Dans le trou du cul du monde, l’écrivaine indienne Arundathi Roy a rencontré des guérilleros maoïstes
Tout le monde se fout de l’Inde, et ne venez pas me dire le contraire. On s’en tape. On a grand tort.
L’Inde, avec son 1,2 milliard d’habitants – au moins –, est l’une des colonnes vertébrales de notre monde devenu fou. Que cède la digue de cet univers rural – 600 000 villages, souvent laissés à l’abandon par le pouvoir central – et nous entendrons parler du pays, de ce pays lointain qui possède des villes et des ingénieurs, des bagnoles et des embouteillages, des Parlements et des engins nucléaires tournés vers le Pakistan voisin.
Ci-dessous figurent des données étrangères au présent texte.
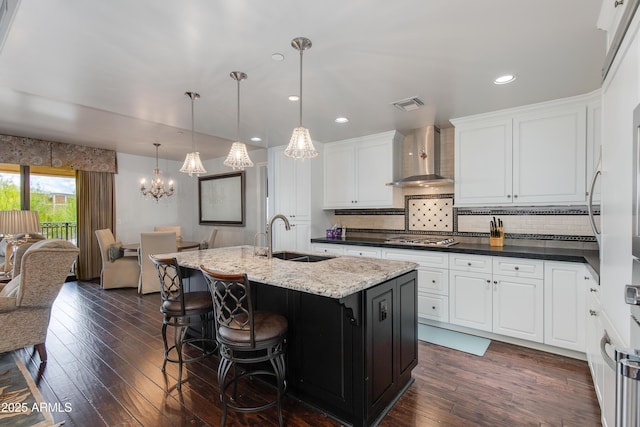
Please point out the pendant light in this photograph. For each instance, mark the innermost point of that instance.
(238, 157)
(156, 189)
(192, 164)
(300, 146)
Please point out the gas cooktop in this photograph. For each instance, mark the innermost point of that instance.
(422, 241)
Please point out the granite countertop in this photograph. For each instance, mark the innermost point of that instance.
(589, 257)
(337, 277)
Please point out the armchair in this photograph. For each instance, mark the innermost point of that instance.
(25, 302)
(118, 273)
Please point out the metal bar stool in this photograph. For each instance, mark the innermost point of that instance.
(181, 311)
(245, 337)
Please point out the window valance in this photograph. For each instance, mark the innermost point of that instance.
(37, 152)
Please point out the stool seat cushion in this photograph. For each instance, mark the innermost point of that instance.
(267, 326)
(194, 303)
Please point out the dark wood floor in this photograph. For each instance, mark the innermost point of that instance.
(105, 354)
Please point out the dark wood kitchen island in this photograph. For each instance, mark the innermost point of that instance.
(352, 340)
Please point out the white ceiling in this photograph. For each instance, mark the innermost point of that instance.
(113, 73)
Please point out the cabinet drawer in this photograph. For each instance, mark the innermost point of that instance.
(518, 267)
(327, 249)
(434, 307)
(363, 251)
(433, 280)
(477, 263)
(424, 258)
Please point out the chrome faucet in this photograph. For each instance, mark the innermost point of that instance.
(270, 231)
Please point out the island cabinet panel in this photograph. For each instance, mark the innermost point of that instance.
(350, 357)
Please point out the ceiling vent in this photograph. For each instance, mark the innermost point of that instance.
(409, 104)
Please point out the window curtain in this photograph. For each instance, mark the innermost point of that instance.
(96, 210)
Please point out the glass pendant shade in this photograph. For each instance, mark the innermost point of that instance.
(238, 157)
(192, 164)
(156, 189)
(300, 146)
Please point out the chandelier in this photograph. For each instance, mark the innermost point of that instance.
(301, 146)
(192, 164)
(156, 189)
(238, 157)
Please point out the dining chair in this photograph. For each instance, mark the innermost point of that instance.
(246, 337)
(153, 243)
(183, 310)
(121, 272)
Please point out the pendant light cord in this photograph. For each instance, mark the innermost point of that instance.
(301, 51)
(238, 114)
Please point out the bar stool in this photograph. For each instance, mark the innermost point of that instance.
(182, 310)
(245, 337)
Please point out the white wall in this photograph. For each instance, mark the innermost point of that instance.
(134, 214)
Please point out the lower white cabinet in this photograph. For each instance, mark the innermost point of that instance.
(506, 304)
(363, 251)
(529, 299)
(327, 248)
(565, 305)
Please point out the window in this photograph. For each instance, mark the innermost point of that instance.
(49, 191)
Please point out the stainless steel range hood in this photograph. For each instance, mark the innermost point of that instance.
(421, 159)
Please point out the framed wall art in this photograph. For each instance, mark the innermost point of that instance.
(221, 199)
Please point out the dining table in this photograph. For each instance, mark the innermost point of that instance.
(181, 245)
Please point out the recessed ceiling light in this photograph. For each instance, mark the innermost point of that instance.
(508, 78)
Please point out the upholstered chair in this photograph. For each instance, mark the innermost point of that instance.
(175, 228)
(123, 272)
(154, 243)
(25, 302)
(210, 240)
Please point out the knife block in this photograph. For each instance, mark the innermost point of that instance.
(497, 241)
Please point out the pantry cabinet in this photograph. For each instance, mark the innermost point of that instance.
(531, 155)
(357, 170)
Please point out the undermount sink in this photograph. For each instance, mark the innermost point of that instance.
(299, 257)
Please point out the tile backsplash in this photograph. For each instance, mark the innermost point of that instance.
(430, 211)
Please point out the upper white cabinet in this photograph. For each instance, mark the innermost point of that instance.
(534, 155)
(292, 185)
(357, 170)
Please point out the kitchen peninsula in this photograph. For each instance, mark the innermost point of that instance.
(352, 340)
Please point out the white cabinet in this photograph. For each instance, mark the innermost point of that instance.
(433, 281)
(292, 184)
(357, 170)
(297, 238)
(499, 295)
(363, 251)
(531, 155)
(327, 249)
(565, 302)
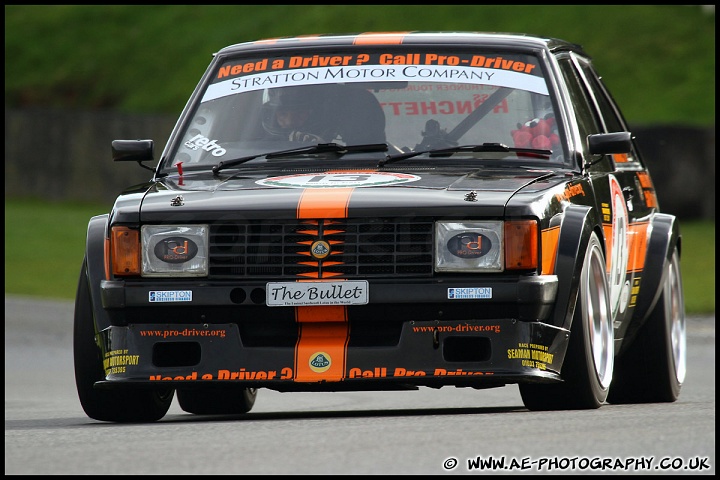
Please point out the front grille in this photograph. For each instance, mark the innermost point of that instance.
(358, 248)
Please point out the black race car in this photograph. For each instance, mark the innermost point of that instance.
(384, 211)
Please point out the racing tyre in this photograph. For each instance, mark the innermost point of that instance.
(135, 405)
(588, 367)
(223, 400)
(653, 369)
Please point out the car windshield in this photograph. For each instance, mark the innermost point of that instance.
(414, 102)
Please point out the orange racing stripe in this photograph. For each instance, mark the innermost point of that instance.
(321, 349)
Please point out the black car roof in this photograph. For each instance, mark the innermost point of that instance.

Il y a chez nous des écologistes de pouvoir – un Pierre Radanne, pour ne pas le citer, ancien conseiller de Dominique Voynet – qui se félicitent par exemple de l’apparition de la Nano, une voiture individuelle fabriquée par la transnationale indienne Tata, au coût de 1 700 euros l’unité. Ainsi, disent-ils, l’industrie automobile poursuivra sa marche en avant, qui ressemble étrangement à une marche à l’abîme. Mais que savent-ils de l’Inde réelle ? Ont-ils un jour mis le pied dans l’ornière d’un chemin rural de là-bas ?
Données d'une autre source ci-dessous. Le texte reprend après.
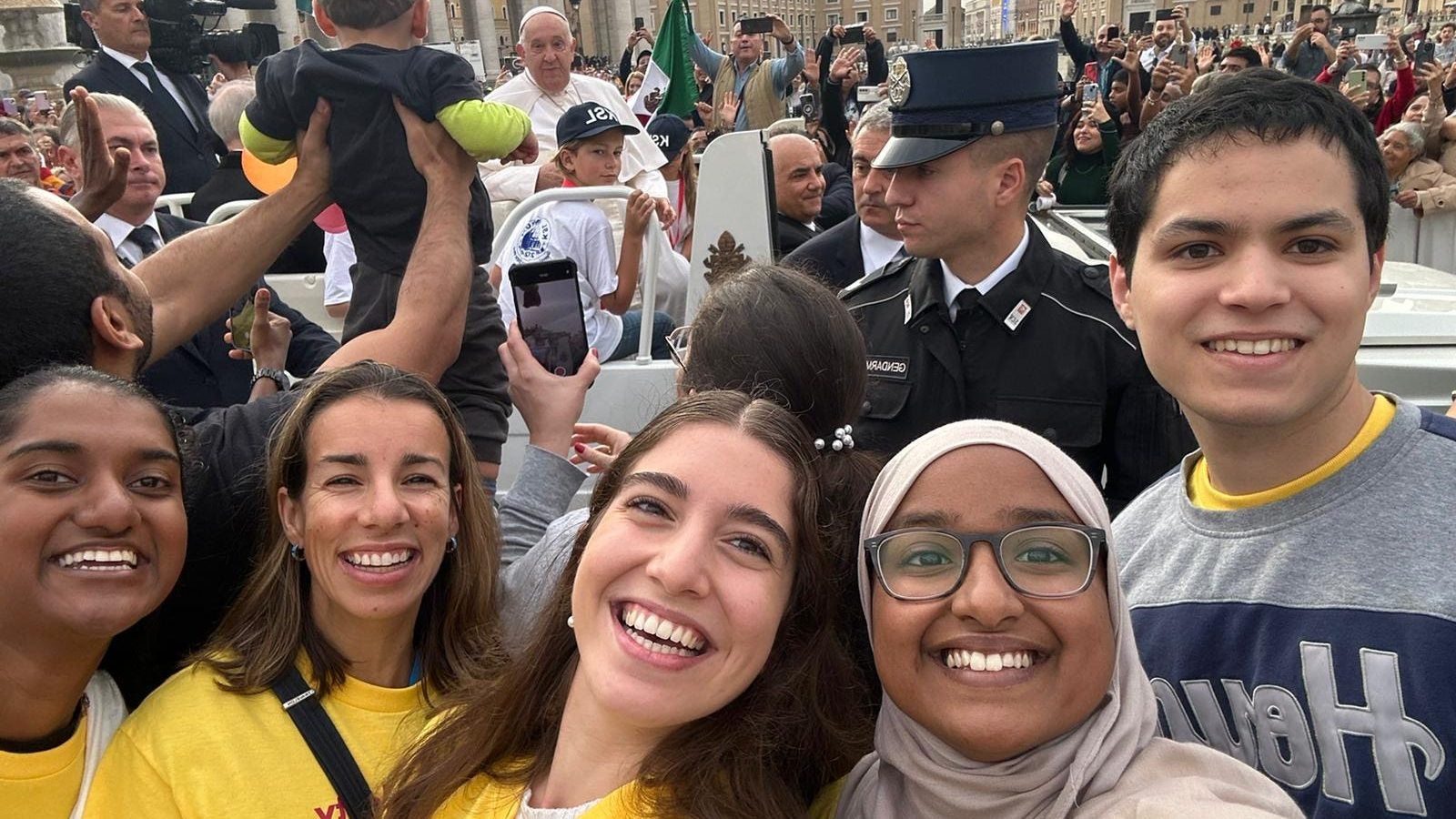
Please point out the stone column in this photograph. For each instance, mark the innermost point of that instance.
(33, 46)
(439, 24)
(480, 24)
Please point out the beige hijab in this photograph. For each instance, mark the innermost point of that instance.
(1099, 767)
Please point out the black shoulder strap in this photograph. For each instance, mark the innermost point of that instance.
(302, 703)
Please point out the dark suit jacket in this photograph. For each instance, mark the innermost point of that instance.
(790, 235)
(834, 256)
(201, 375)
(188, 153)
(229, 186)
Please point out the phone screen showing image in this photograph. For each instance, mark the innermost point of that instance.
(548, 309)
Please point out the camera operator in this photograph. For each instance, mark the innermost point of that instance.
(175, 104)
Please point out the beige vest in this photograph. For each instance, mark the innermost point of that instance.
(763, 106)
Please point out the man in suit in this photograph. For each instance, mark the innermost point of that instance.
(870, 239)
(229, 184)
(798, 191)
(175, 104)
(200, 372)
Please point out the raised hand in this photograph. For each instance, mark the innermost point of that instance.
(844, 63)
(104, 171)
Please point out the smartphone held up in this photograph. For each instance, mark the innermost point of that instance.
(548, 310)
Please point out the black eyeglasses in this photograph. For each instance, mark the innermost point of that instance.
(677, 344)
(1041, 560)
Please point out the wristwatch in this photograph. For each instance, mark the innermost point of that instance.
(277, 375)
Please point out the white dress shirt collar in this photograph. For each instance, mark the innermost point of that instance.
(877, 248)
(954, 285)
(120, 235)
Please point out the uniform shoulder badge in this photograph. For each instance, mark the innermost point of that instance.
(1096, 276)
(899, 82)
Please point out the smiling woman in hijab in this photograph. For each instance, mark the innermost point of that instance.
(1012, 683)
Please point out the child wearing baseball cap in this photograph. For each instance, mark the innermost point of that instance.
(590, 137)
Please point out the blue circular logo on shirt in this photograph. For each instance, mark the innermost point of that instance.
(535, 238)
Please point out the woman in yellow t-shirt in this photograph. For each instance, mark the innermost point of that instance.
(376, 581)
(689, 662)
(94, 532)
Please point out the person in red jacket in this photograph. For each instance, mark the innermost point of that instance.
(1370, 96)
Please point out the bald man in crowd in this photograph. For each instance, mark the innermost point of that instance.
(798, 191)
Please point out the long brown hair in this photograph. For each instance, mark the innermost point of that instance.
(261, 636)
(797, 727)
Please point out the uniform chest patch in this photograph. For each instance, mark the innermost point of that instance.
(1016, 315)
(887, 366)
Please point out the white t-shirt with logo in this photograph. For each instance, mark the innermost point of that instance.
(570, 230)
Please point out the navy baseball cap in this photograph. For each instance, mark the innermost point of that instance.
(587, 120)
(669, 135)
(944, 99)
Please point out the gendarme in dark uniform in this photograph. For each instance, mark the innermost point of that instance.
(1040, 343)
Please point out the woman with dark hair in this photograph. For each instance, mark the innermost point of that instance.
(371, 593)
(1091, 147)
(1012, 683)
(95, 533)
(768, 331)
(686, 663)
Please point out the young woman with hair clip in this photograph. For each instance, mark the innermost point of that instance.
(95, 532)
(373, 593)
(766, 331)
(686, 665)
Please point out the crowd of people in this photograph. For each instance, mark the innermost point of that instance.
(943, 522)
(1136, 75)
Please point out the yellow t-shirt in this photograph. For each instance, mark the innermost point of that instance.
(827, 802)
(44, 784)
(197, 751)
(1205, 496)
(482, 797)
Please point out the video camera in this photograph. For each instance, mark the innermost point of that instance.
(184, 34)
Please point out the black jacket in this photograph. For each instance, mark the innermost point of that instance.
(834, 256)
(1046, 350)
(189, 153)
(790, 235)
(198, 373)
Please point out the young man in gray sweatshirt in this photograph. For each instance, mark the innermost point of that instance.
(1293, 586)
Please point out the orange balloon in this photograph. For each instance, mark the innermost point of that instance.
(268, 178)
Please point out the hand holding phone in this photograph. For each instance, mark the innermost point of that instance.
(756, 25)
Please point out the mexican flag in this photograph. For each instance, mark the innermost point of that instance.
(669, 86)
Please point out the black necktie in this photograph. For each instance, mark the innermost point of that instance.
(164, 96)
(965, 309)
(147, 239)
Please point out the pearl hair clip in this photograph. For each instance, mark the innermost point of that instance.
(844, 439)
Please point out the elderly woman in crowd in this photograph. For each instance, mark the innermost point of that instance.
(1429, 111)
(1005, 649)
(371, 592)
(688, 663)
(95, 533)
(1417, 182)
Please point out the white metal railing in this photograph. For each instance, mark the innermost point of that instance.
(1427, 241)
(229, 210)
(652, 249)
(174, 203)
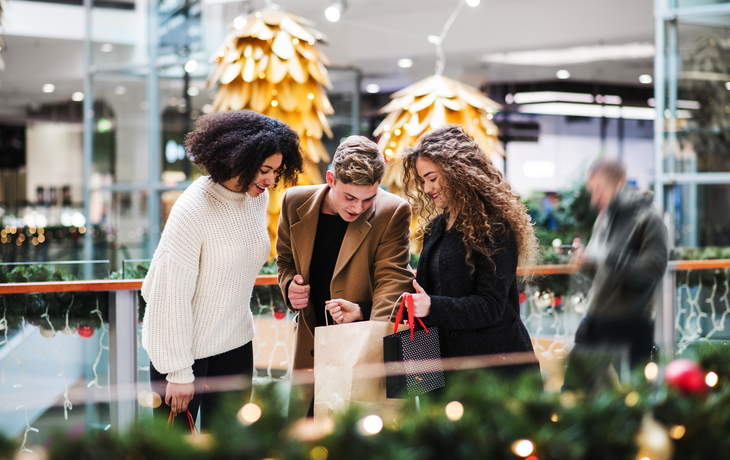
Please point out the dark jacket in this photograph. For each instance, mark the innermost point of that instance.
(478, 313)
(628, 251)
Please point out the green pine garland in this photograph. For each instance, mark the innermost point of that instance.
(52, 310)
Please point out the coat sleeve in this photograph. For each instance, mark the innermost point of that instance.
(168, 289)
(643, 269)
(392, 273)
(284, 258)
(486, 307)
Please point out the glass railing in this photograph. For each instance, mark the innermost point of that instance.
(75, 357)
(56, 271)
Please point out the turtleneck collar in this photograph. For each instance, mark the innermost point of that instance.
(222, 192)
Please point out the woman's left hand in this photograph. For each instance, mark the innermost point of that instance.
(421, 301)
(343, 311)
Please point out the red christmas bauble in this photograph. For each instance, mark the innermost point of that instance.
(685, 375)
(85, 331)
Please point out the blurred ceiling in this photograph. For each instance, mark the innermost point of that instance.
(595, 40)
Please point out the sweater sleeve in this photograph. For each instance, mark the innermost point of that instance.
(488, 303)
(169, 288)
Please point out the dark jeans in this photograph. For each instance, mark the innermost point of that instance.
(602, 342)
(237, 362)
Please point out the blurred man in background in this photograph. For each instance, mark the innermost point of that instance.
(626, 258)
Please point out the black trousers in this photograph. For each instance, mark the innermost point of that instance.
(234, 363)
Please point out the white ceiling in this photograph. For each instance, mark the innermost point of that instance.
(373, 34)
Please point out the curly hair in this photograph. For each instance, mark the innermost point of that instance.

L’écrivaine Arundathi Roy ne fait pas partie de cette triste tribu. Elle n’a cessé d’écrire en pensant aux peuples réels de l’Inde, ce qui suffirait à faire d’elle un cas. Elle n’a cessé de dénoncer ces projets délirants de développement qui obligent à déplacer des millions de gens qui n’ont rien demandé à personne. Les barrages, par exemple, comme ceux édifiés sur la rivière Narmada, nécessaires à la gabegie urbaine mais criminels pour tous ceux qui dépendent si directement de l’eau vive.
Roy vient d’effectuer un voyage en terre interdite pour le compte du magazine Outlook, de New Delhi. Chez les peuples oubliés, chez les 80 millions d’autochtones qui étaient là avant tout le monde et qui sont désormais confinés dans les forêts profondes. Dans ce trou du cul du monde, Arundathi Roy a rencontré des guérilleros maoïstes qu’on appelle là-bas des Naxalites.
Plus ou moins bien intégrés à la population, ils mènent une guerre de l’ombre contre l’État et ses sbires locaux. Une guerre dont nul ne parle en France, mais qui est aussi terrible qu’a pu l’être notre guerre d’Algérie. Ont-ils raison ? Le maoïsme est un totalitarisme. Mais que dire de la destruction d’un pays et de ses peuples premiers ? Que dire des accords secrets passés entre le gouvernement central et des transnationales pour exploiter sans mesure ni contrôle des centaines de mines situées au coeur du monde ? Les maoïstes sont cons ? Sans doute. Mais les peuples de l’Inde sont comme les Na’vi, les indigènes menacés d’Avatar, le film de James Cameron. Et ils ont besoin de nous.